My understanding is that a content view is just access scope for all contents and for example, contents in CV could be accessed when installing packages in kickstart script or ansible , right?

My questions are

  1. What is main purpose of restricting access scope? I guess allowing access for all contents without CV is simpler way for user to use.
  2. Host can access only repository in CV? I think it’s possible to access repository not in CV by directly updating package download server(ex. sources.list) or does katello monitor such actions?
  3. As far as I know, Foreman gets repo URL as installation media. Then, should contents related to OS installation be added into CV even for such case, and does host directly access that URL repo?

I am not sure if I fully understand your questions specifically. But let me try to explain CVs.

Imagine you are a manager at an “Enterprise” Linux Customer. You may have some requirement that everything MUST go to Dev/QA before it can go to Prod. But packages are coming out all the time. Content View Versions are snapshots of a set of repositories (Content View) at a point in time. You can then confidently “promote the ‘Web Server’ repositories (Content View) to Dev on Monday, then from Dev to QA on Wednesday and promote from QA to Prod on Friday” for example. You will also know that EXACTLY what was in Dev on Monday will make it to Prod on Friday.

It’s also about access control.
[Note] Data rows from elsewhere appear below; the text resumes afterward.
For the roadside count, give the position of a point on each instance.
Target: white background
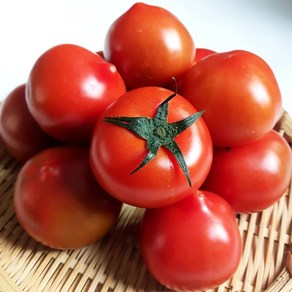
(30, 27)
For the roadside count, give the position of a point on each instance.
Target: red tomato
(116, 152)
(20, 133)
(239, 94)
(149, 46)
(68, 88)
(58, 201)
(254, 176)
(194, 244)
(202, 53)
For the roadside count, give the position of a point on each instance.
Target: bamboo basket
(114, 263)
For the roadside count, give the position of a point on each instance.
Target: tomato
(20, 133)
(239, 93)
(58, 201)
(193, 244)
(254, 176)
(116, 152)
(202, 53)
(149, 46)
(68, 88)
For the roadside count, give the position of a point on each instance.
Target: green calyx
(158, 132)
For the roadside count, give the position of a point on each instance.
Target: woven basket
(115, 264)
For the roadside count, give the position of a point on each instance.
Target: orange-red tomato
(58, 201)
(19, 131)
(67, 90)
(149, 46)
(192, 245)
(253, 176)
(116, 151)
(239, 93)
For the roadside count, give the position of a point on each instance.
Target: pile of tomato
(156, 123)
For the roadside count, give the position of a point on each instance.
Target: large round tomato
(149, 46)
(58, 201)
(116, 152)
(19, 132)
(251, 177)
(67, 90)
(202, 53)
(239, 94)
(194, 244)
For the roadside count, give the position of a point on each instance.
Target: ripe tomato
(239, 94)
(201, 53)
(254, 176)
(58, 201)
(194, 244)
(149, 46)
(19, 132)
(116, 152)
(67, 90)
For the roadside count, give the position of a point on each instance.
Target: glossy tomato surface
(58, 201)
(68, 88)
(192, 245)
(19, 131)
(252, 177)
(149, 46)
(239, 93)
(202, 53)
(116, 152)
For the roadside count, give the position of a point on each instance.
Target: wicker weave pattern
(114, 263)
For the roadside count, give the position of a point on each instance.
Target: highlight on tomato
(58, 201)
(20, 133)
(150, 147)
(67, 90)
(239, 93)
(149, 45)
(254, 176)
(194, 244)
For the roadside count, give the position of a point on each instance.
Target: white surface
(29, 27)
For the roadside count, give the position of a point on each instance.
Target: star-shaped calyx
(158, 132)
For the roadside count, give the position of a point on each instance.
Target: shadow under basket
(114, 263)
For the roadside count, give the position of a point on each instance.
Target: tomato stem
(158, 132)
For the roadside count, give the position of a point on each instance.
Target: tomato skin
(116, 152)
(202, 53)
(20, 133)
(252, 177)
(239, 94)
(67, 90)
(58, 201)
(193, 244)
(149, 46)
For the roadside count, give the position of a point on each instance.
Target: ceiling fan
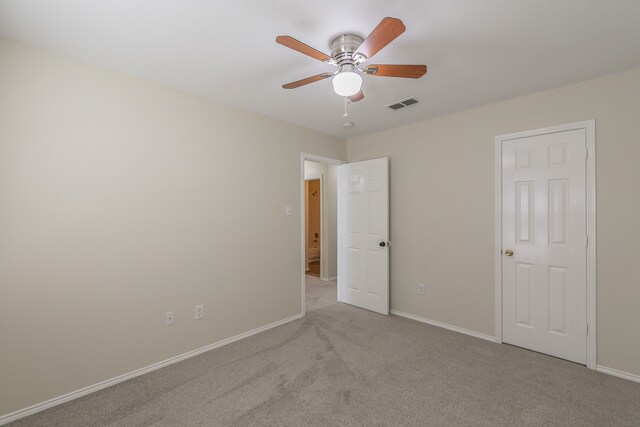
(348, 51)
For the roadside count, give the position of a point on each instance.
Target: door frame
(589, 126)
(322, 228)
(319, 159)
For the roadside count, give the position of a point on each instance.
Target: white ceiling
(477, 51)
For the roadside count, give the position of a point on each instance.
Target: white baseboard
(444, 325)
(617, 373)
(4, 419)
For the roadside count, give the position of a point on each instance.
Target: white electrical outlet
(169, 318)
(198, 312)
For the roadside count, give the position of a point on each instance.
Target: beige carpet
(345, 366)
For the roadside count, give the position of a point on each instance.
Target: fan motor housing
(344, 46)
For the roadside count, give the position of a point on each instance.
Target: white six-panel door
(363, 225)
(544, 242)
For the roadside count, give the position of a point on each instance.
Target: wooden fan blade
(308, 80)
(406, 71)
(294, 44)
(386, 32)
(357, 97)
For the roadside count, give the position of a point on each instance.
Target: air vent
(403, 103)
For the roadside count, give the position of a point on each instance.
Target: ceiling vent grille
(401, 104)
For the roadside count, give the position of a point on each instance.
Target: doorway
(545, 241)
(313, 225)
(319, 219)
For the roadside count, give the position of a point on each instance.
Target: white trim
(319, 159)
(589, 127)
(444, 325)
(620, 374)
(4, 419)
(498, 239)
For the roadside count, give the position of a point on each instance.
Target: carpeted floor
(344, 366)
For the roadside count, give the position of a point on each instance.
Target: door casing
(319, 159)
(589, 127)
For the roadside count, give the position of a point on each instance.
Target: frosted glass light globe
(347, 83)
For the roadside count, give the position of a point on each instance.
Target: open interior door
(363, 234)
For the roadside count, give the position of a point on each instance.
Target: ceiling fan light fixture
(347, 83)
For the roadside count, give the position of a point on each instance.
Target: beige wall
(121, 200)
(442, 207)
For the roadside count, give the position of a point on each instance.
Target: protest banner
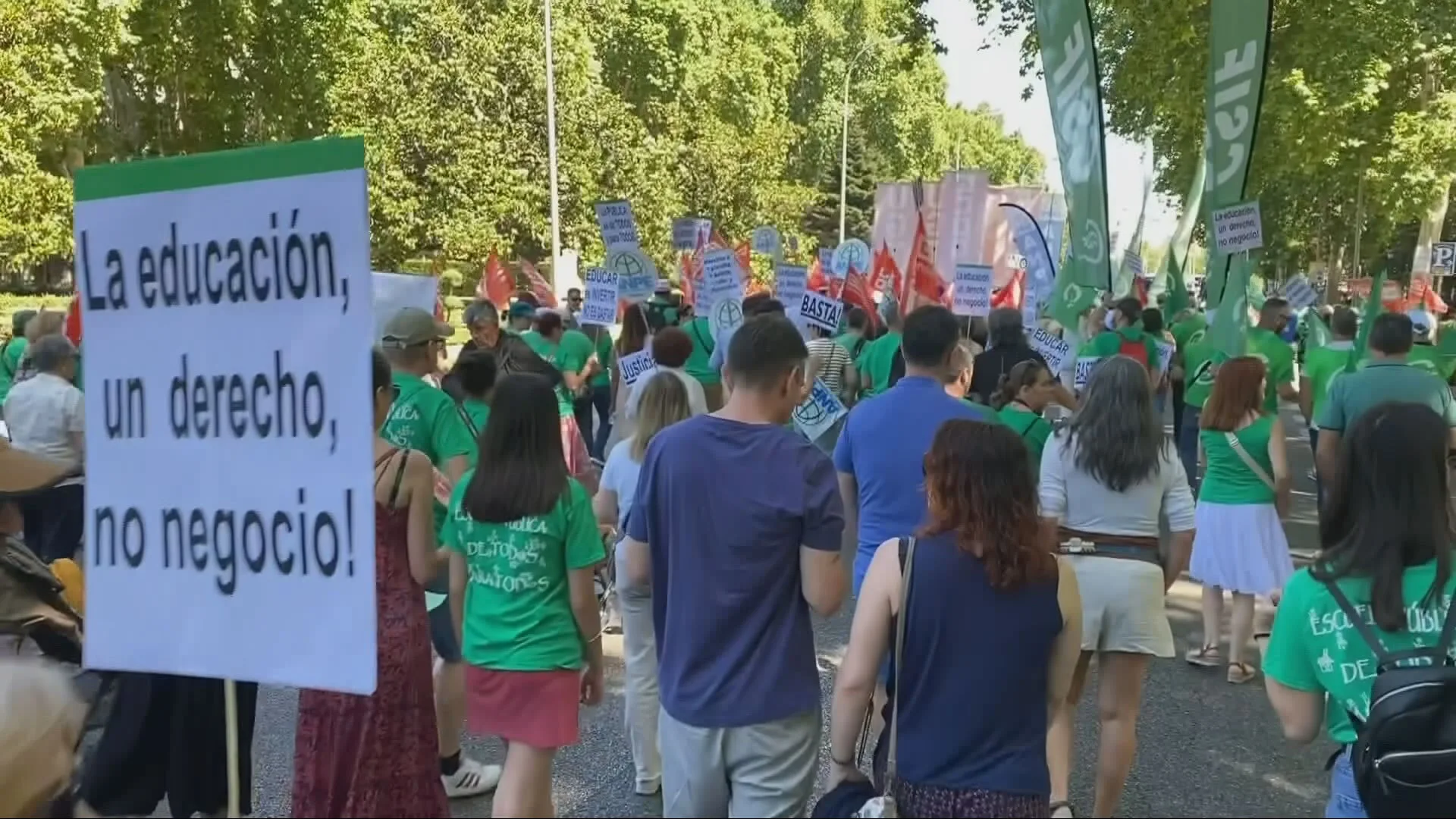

You may mirror PostgreSQL right from “postgresql.org” and you want your “DB Servers” to have access to those mirrors but your “Web Servers” should not. Or keeping in mind Katello is the Upstream of Red Hat Satellite and that Red Hat sells licenses for JBoss EAP. You may want your “App Servers” to have access to “JBoss EAP” and “RHEL 7 x86_64 Server” but “Web Servers” may only need access to “RHEL 7 Server x86_64”. Or maybe your devs use laptops w/ licenses for “RHEL 7 Workstation”.